On trouve dans la pensée de Buytendijk un mixte, pourrait-on dire, d’une approche
traditionnelle de la « vocalisation et [du] “langage” des animaux », selon ses termes,
et une analyse phénoménologique de la voix animale comme manifestation de
l’émotion. La question du langage animal requiert selon lui une grande subtilité
conceptuelle. S’il compare les vocalisations des animaux aux balbutiements du
langage humain, il ne s’en tient pas à une conception qui verrait dans les modes de la
communication animale un sous-langage. Il tente d’en dégager la spécificité. La
question essentielle consiste, selon lui, à se demander comment on peut rendre
compte des caractéristiques dynamiques des sons émis par les animaux. Le son est,
en tant que moyen de communication, doué d’une valeur exceptionnelle du fait de sa
capacité de propagation — il pénètre et sature plus les substances que la lumière ou
l’odeur — et du caractère presque illimité de son échelle qualitative. Il note à son
tour le lien, essentiel, entre la respiration et la voix, ce qui les ajointe intimement à
l’émotion, tant il est vrai que la gamme des sentiments et des émotions imprime la
respiration. De ce fait, « la voix doit manifester l’affectivité » [41]. Le chant des oiseaux
occupe, tout comme chez Hegel, une place particulière : l’oiseau, écrit Buytendijk,
joue avec le son. « […] le chant des oiseaux n’est pas un acte utile, délibérément effectué
en vue d’un but, bien qu’il puisse, comme la splendeur de la polychromie, acquérir
ultérieurement, parfois, dans la vie de ces bêtes, une signification finaliste » [42]. Tout
comme le jeu, le chant n’est pas d’abord motivé par des raisons d’utilité ou de
finalité. Le chant serait pour l’oiseau une manière de célébrer la vie ; il est ce par
quoi, avant tout autre trait, la vie a « cette tendance à l’expansion, propre à toute
forme de vie, et qui, dans le monde animal, s’exprime comme impulsion primitive
primordiale, par rapport à l’auto-locomotion, au mouvement spontané » [43].

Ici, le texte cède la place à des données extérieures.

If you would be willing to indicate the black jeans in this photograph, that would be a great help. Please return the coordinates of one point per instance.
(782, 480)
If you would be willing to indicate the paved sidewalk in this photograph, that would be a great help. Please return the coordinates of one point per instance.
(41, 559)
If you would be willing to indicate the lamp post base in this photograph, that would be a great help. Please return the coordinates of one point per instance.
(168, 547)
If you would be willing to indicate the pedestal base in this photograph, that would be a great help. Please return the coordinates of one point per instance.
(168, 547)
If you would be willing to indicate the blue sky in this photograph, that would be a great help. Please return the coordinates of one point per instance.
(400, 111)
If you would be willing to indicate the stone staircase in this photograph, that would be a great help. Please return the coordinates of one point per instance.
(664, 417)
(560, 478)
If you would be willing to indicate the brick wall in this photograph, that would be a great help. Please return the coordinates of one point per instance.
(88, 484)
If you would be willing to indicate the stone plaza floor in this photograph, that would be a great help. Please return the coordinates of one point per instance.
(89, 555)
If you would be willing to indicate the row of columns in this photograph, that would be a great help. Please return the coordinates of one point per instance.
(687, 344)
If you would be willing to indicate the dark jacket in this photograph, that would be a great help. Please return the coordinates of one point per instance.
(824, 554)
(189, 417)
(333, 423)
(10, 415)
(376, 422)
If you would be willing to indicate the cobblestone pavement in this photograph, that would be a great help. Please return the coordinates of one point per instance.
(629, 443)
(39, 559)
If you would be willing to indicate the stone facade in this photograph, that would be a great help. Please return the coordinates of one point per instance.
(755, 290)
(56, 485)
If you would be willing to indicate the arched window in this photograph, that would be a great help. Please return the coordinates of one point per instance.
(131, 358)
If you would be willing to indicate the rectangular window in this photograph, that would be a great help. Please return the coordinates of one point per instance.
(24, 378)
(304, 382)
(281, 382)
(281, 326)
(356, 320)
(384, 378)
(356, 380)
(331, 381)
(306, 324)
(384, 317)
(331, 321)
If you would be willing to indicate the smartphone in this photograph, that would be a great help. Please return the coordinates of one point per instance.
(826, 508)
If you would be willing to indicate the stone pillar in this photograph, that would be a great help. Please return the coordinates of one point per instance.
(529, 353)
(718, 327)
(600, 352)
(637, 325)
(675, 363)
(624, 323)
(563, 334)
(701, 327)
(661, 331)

Buytendijk voit dans ce jeu vocal animal une correspondance avec la manière dont
l’enfant s’amuse d’abord à répéter des sons : « L’enfant inaugure son gazouillis, non
pas à la suite d’affects, mais dans le silence […] cette genèse du langage infantile chez
l’homme importe fort à la compréhension du langage animal » [44]. Les babils et les
bavardages des oiseaux seraient donc selon lui analogues aux monologues de
l’enfant ; l’émission sonore affective est, dit-il, le « prodrome d’une parole » [45].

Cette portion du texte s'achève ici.